Uma forma de as famílias se poderem fazer ouvir é o próprio Encontro Mundial das Famílias…

Certamente. O Encontro Mundial das Famílias de Filadélfia, que se celebrará em Setembro deste ano, exactamente 15 dias antes do sínodo ordinário, é o maior evento das famílias católicas este ano. Viver este evento com toda a preparação que terá durante este ano será certamente um grande momento. E é interessante, é belo pensar que este sínodo que até acaba por ser, sob certo aspecto, uma reunião de bispos, será precedida de uma reunião de famílias que terá um milhão de pessoas na Missa com o Papa. As reflexões e os documentos que naquela altura já estarão prontos dirão respeito àqueles olhares, àquelas histórias específicas, àquelas expressões específicas, àquelas paixões, àquelas procuras, àqueles trabalhos, àqueles dramas.

 

Que contributo poderá o Encontro Mundial das Famílias dar para o sínodo?

Sairá certamente um contributo espiritual. Nós não somos uma associação que se encontra para discutir questões que passamos por votos de maioria. Devemos fugir desta imagem de Igreja. Trata-se de uma experiência espiritual. Não é uma coisa um bocado estranha, mas é algo que compromete toda a pessoa. Neste sentido seguramente, creio eu, de Filadélfia sairá em primeiro lugar o sopro do Espírito. Sairá a oração para os bispos que devem pegar nos documentos e tomar decisões. Sairá uma paixão pelo Evangelho.

 

O Papa Francisco vai poder ouvir as famílias?

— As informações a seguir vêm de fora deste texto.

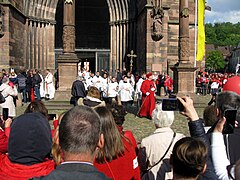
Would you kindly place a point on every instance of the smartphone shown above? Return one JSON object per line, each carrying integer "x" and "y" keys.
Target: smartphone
{"x": 52, "y": 116}
{"x": 5, "y": 113}
{"x": 230, "y": 115}
{"x": 172, "y": 104}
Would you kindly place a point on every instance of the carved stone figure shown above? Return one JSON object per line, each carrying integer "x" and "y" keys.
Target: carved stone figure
{"x": 69, "y": 39}
{"x": 1, "y": 22}
{"x": 157, "y": 14}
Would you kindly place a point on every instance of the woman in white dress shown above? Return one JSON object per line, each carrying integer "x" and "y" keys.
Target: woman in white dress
{"x": 8, "y": 92}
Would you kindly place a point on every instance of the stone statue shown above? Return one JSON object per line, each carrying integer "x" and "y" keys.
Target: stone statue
{"x": 1, "y": 22}
{"x": 157, "y": 15}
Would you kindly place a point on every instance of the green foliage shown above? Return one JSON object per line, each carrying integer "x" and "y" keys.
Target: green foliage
{"x": 223, "y": 34}
{"x": 215, "y": 61}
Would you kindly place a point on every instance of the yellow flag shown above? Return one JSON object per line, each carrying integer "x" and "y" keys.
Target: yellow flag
{"x": 201, "y": 30}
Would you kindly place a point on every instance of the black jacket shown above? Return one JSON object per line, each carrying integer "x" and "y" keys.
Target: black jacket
{"x": 196, "y": 129}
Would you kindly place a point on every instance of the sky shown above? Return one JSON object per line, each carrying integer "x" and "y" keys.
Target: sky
{"x": 223, "y": 11}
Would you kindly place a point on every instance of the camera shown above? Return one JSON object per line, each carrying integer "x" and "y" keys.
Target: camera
{"x": 172, "y": 104}
{"x": 230, "y": 115}
{"x": 52, "y": 116}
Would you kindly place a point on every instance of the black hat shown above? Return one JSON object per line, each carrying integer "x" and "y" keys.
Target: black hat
{"x": 30, "y": 139}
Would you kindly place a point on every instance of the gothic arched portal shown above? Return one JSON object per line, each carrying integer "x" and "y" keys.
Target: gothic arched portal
{"x": 113, "y": 30}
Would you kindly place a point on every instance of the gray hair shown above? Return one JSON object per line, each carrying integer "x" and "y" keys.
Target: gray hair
{"x": 228, "y": 100}
{"x": 5, "y": 80}
{"x": 162, "y": 118}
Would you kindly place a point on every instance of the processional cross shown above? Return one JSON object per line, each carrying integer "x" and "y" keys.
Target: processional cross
{"x": 131, "y": 55}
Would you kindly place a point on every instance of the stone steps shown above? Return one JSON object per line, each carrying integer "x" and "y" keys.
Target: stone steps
{"x": 54, "y": 105}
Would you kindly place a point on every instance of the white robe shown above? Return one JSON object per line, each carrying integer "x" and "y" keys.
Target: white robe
{"x": 112, "y": 89}
{"x": 8, "y": 92}
{"x": 42, "y": 91}
{"x": 49, "y": 86}
{"x": 97, "y": 82}
{"x": 125, "y": 91}
{"x": 104, "y": 87}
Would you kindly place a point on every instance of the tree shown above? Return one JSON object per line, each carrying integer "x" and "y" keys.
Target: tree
{"x": 215, "y": 61}
{"x": 223, "y": 34}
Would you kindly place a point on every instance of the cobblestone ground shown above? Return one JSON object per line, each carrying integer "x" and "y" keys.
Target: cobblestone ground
{"x": 142, "y": 127}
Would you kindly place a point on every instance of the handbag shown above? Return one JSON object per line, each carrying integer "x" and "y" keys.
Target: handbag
{"x": 147, "y": 170}
{"x": 2, "y": 98}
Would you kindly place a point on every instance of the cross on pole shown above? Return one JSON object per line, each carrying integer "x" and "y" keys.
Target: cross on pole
{"x": 131, "y": 55}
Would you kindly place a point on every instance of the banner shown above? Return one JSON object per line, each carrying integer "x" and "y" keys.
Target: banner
{"x": 201, "y": 30}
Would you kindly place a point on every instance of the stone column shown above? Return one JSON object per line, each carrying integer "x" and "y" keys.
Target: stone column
{"x": 184, "y": 70}
{"x": 67, "y": 63}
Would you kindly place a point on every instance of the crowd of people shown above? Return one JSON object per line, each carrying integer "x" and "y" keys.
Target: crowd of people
{"x": 211, "y": 83}
{"x": 89, "y": 141}
{"x": 30, "y": 84}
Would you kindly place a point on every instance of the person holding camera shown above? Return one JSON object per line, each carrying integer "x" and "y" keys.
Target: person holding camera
{"x": 156, "y": 149}
{"x": 148, "y": 88}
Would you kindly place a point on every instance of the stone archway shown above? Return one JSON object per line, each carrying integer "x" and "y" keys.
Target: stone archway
{"x": 40, "y": 32}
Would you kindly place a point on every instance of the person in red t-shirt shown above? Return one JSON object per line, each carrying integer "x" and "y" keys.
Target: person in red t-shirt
{"x": 148, "y": 100}
{"x": 117, "y": 159}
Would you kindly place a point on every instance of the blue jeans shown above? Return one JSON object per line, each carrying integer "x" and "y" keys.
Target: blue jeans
{"x": 37, "y": 92}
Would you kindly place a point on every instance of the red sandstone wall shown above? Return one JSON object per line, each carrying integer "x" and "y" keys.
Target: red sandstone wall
{"x": 12, "y": 43}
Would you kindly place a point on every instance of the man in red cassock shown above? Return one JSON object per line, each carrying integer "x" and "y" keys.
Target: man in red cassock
{"x": 148, "y": 88}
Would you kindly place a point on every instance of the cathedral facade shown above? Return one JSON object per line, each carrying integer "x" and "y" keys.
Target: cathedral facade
{"x": 106, "y": 31}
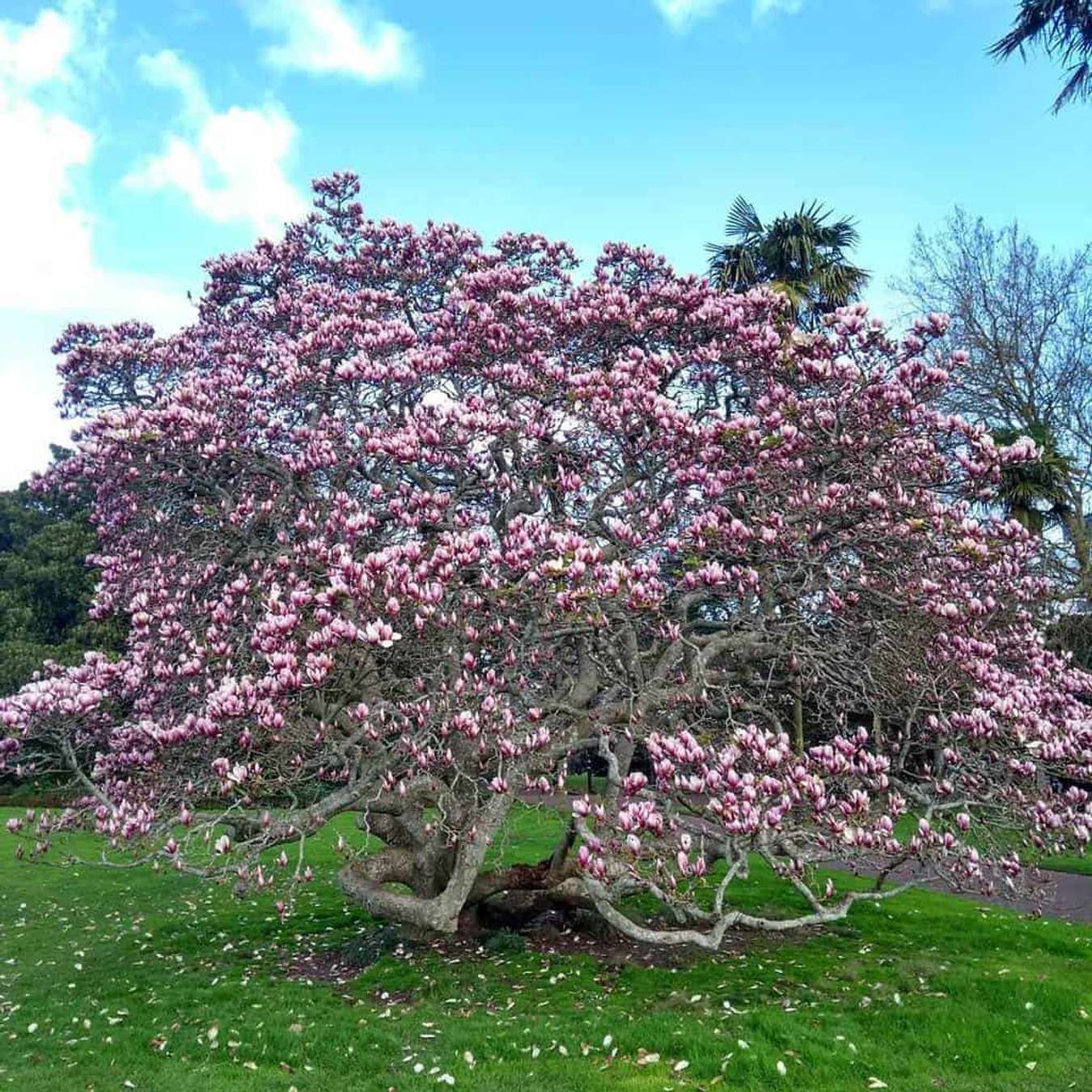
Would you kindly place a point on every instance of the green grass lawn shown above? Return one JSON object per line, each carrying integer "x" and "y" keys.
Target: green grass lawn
{"x": 122, "y": 979}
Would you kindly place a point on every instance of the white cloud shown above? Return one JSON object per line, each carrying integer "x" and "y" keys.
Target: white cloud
{"x": 761, "y": 8}
{"x": 324, "y": 38}
{"x": 231, "y": 165}
{"x": 50, "y": 273}
{"x": 682, "y": 13}
{"x": 49, "y": 234}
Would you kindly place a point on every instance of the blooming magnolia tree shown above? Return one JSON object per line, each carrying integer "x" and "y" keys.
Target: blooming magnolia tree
{"x": 403, "y": 522}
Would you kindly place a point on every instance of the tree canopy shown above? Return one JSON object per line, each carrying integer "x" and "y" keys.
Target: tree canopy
{"x": 1063, "y": 30}
{"x": 405, "y": 521}
{"x": 802, "y": 255}
{"x": 46, "y": 584}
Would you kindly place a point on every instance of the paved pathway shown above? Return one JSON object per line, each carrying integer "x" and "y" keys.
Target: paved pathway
{"x": 1058, "y": 895}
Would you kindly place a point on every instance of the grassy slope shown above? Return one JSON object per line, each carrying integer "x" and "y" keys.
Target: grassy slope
{"x": 121, "y": 973}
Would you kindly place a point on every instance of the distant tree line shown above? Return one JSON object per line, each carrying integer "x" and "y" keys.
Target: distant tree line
{"x": 45, "y": 584}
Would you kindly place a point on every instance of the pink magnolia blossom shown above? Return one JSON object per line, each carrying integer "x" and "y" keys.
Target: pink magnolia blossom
{"x": 403, "y": 522}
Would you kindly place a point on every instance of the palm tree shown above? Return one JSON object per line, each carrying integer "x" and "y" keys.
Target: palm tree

Uma das belas experiências do sínodo extraordinário foram exactamente as famílias que estavam presentes no sínodo e a sua oração logo no início de cada dia. Todos os bispos e o Papa paravam um momento, faziam silêncio e escutavam esta história, os testemunhos destas pessoas e creio que isso foi fundamental. Porque é bonito ouvir um homem e uma mulher a falar de amor. E é belo ouvir um homem e uma mulher a falar do que significa gerar um filho, e isto enriquece até os padres, que são celibatários. Eu falo de amor, falo da vida. Mas faço-o de modo claramente diferente. Não é questão de forma melhor ou pior. Mas é a forma como uma comunidade cristã se enriquece com a experiência de cada um.

 

Esse diálogo poderá ser um fator que leve mais famílias ao Encontro?

Certamente que sim. Talvez não seja o sínodo a verdadeira motivação que impele grandes multidões a participar em Filadélfia, mas creio que certamente prenderá as atenções. Haverá muitos que ficarão em casa, escutarão, verão a televisão, lerão algum texto, até mesmo graças ao sínodo. E vice-versa: talvez Filadélfia seja capaz de lançar o sínodo e de manter elevada a expectativa em relação a este tema.

 

Filadélfia não é perto, para as famílias europeias. Isso é uma responsabilidade acrescida para os movimentos de família prepararem bem o encontro no próprio país, mesmo com as famílias que não irão?

Há muitos modos para participar num encontro mundial. Compreendo que seja complicado e custoso para quem vive na Europa, sobretudo em momentos como estes de crise. Uma outra forma de vivência são as catequeses que foram preparadas como apoio para reflexão. É belo pensar que esta página me faz reflectir em conjunto com famílias do Burkina Faso, de um grupo de famílias na Coreia e outro no Peru. Isto tem um sentido de mundialidade certamente significativo. Mas hoje, apesar de tudo, temos as coisas muito facilitadas. E em todas as partes do mundo se podem ver os momentos dos congressos sobretudo com a presença do Papa, entrevistas, transmissões na internet.

 

Como é participar num encontro mundial de famílias?

É um grande cansaço (risos). É uma ocasião de encontrar famílias. Muito diversas. Quando ouvi a história de algumas famílias milanesas que encontraram uma família russa, com quem não conseguiam dizer uma só palavra, porque ninguém falava inglês, foi bonito ouvir como as famílias encontraram linguagens diferentes da verbal para partilharem. E muitos disseram: nós resolvemos tudo com um café; fizemo-los sentar numa mesa e oferecemos-lhes um café. Certamente que é uma coisa que pede empenho, mas é uma grande experiência de encontro. Em segundo lugar, creio que seja uma descoberta. Descobre-se uma Igreja diferente, nos modos, nos cânticos, no modo de celebrar. Depois, vem o encontro com o Papa. Creio que, por várias razões, é a coisa maior e mais desejada, mas por outro lado apenas a conclusão gloriosa dos dias precedentes intensos, extremamente preciosos.